The government has said the decision by Johnson & Johnson to delay the supply of its Covid vaccine to Europe, while the US investigates reports of six cases of unusual blood clots in young women who have had the jab, will not derail the UK’s vaccination programme.
That reflects well on the decisions taken by the Vaccines Taskforce, originally headed by Kate Bingham.
The UK bought 30m doses of the J&J vaccine, along with 100m doses of the Oxford/AstraZeneca vaccine. But the taskforce spread its bets. As a result, any delays to the J&J order may not matter.
These two vaccines are both made with the same technology – the spike protein gene of the coronavirus is delivered via a vector, which in the case of J&J is a human common cold virus and, in the Oxford vaccine, a similar chimp virus.
Bingham and her team chose vaccines from four different technology “buckets”, as she called them.
In an interview with the Guardian last July she explained the thinking. She talked of two “hairy, scary, sexy ones” which were new and advanced technologies. The viral vector vaccines, like AZ and J&J, were one; the other was the mRNA vaccines, like Pfizer/BioNTech and Moderna.
The other two technologies she characterised as “the rather boring, much more established vaccine formats, which we know much more about, but they are further behind in clinical development”.
Those more tried and tested strategies included using the whole killed virus, which is how vaccines were traditionally made.
The Valneva vaccine is one of those. Although it is still in trials, the government demonstrated confidence in February by ordering 40m more doses, to total 100m, which is as big a contract as for AstraZeneca’s. The vaccine will be made in Scotland, which reduces supply issues, and should be available later in the year.

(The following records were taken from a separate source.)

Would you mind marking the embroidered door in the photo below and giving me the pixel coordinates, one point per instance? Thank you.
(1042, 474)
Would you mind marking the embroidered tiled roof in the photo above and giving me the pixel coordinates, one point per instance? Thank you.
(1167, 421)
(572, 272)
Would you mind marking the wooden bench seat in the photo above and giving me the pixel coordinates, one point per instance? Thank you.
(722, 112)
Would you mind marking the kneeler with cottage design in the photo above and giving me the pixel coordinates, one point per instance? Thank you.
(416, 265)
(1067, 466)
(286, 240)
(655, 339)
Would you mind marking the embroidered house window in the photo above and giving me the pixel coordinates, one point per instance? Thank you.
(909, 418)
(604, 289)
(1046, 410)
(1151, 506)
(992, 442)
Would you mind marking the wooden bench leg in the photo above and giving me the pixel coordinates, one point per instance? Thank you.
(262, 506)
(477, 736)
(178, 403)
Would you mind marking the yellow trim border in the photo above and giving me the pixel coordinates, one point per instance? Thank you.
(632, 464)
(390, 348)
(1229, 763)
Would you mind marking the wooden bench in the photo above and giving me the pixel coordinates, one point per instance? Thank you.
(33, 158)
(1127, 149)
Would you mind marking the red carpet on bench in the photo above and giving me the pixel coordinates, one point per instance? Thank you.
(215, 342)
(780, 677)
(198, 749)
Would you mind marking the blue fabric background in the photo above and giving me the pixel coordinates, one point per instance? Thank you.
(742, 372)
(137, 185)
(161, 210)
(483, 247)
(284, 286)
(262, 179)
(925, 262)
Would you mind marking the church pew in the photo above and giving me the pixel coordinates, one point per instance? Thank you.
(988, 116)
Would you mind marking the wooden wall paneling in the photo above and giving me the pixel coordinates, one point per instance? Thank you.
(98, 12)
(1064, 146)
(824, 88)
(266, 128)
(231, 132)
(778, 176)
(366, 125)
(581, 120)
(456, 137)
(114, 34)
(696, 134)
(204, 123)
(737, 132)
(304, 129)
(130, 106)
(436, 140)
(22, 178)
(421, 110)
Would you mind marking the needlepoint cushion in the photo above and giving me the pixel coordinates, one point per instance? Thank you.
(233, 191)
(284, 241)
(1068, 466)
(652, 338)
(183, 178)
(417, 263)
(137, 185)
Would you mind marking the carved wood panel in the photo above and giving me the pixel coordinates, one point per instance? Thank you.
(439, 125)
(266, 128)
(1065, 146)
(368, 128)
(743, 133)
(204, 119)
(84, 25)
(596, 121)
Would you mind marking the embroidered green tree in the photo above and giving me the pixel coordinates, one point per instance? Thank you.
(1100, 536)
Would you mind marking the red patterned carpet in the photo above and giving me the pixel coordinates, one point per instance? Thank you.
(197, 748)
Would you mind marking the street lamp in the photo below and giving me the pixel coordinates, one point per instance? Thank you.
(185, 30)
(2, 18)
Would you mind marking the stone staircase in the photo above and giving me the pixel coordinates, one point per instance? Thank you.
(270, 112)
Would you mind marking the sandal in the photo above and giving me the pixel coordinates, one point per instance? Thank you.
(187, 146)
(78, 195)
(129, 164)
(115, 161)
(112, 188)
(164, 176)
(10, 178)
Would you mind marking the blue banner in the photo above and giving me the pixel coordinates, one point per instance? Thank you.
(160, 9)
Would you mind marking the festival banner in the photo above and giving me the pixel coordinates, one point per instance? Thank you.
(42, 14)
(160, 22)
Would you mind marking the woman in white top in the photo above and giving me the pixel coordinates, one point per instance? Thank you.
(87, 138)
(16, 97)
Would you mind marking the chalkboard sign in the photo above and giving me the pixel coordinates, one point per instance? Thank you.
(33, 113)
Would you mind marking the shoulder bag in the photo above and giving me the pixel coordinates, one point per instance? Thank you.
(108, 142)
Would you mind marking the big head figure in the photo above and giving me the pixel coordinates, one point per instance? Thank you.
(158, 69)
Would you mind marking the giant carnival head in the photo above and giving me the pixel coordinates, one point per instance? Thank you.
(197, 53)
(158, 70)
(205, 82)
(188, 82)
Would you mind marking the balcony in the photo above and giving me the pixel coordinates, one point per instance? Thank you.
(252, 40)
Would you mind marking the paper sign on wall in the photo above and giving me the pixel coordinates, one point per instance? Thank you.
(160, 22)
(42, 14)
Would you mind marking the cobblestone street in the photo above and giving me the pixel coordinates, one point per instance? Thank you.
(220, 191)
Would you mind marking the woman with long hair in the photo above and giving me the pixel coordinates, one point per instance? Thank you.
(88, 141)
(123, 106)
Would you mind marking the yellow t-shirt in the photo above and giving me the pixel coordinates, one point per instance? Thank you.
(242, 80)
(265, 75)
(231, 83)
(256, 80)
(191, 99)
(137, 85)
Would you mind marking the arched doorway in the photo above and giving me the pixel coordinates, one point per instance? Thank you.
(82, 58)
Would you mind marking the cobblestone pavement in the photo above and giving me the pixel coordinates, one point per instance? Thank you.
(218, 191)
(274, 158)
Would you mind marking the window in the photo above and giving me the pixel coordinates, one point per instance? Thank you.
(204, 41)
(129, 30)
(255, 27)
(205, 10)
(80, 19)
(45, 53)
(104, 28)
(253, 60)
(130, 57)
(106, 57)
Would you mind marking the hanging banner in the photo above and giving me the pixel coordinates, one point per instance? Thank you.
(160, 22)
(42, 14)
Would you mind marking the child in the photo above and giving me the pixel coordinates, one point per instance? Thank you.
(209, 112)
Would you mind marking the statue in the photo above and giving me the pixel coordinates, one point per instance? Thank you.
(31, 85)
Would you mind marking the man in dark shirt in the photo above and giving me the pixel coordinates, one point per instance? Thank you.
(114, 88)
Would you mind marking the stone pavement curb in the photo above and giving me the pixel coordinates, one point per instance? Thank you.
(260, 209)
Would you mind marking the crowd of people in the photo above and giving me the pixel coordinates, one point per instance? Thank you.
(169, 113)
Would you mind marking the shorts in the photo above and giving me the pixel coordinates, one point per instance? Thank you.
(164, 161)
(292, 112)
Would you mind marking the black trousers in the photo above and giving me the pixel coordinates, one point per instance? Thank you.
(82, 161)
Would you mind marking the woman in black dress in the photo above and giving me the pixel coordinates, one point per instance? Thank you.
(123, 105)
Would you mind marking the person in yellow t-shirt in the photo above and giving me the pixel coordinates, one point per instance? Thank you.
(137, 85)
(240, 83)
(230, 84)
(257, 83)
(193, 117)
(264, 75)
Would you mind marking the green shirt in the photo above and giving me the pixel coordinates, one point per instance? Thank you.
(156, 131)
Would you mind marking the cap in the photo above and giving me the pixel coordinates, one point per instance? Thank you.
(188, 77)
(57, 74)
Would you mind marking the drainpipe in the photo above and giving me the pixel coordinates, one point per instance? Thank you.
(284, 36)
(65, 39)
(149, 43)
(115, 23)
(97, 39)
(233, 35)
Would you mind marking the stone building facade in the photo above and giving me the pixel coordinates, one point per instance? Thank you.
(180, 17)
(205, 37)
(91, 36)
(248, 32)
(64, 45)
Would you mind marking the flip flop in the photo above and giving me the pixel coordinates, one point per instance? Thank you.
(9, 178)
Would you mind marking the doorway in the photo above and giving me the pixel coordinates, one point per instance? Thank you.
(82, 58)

The fourth bucket is vaccines that use an adjuvant – to boost the immune system. GSK and Sanofi are trailing their vaccine designed in this way. They tweaked it after poor results and restarted trials in February.
When the taskforce was drawing up its shopping list, the key question was whether the vaccines would work at all.
It surprised everybody that so many of them had such excellent results in large-scale trials. Efficacy of 80% or 90% was hardly dreamed of in the early days – there was a general agreement that anything more than 50% effective against a brand-new virus would be amazing.
The blood clots with low platelets being investigated for links to the AstraZeneca and J&J vaccines are rare events – four in 1m for AZ in the UK, where more than 20m doses have been given, and around one in 1m for J&J in the US.
At that low rate, and with diagnosis and treatment improving, the risks are far outweighed by the deaths and damage from Covid-19.
It is unlikely there will be much of a glitch in supply as a result of the investigations, but if there is, the UK has other vaccines in the pipeline.
Unfortunately, in much of the world, where AZ and J&J are intended to be the mainstay of vaccination, that is not the case.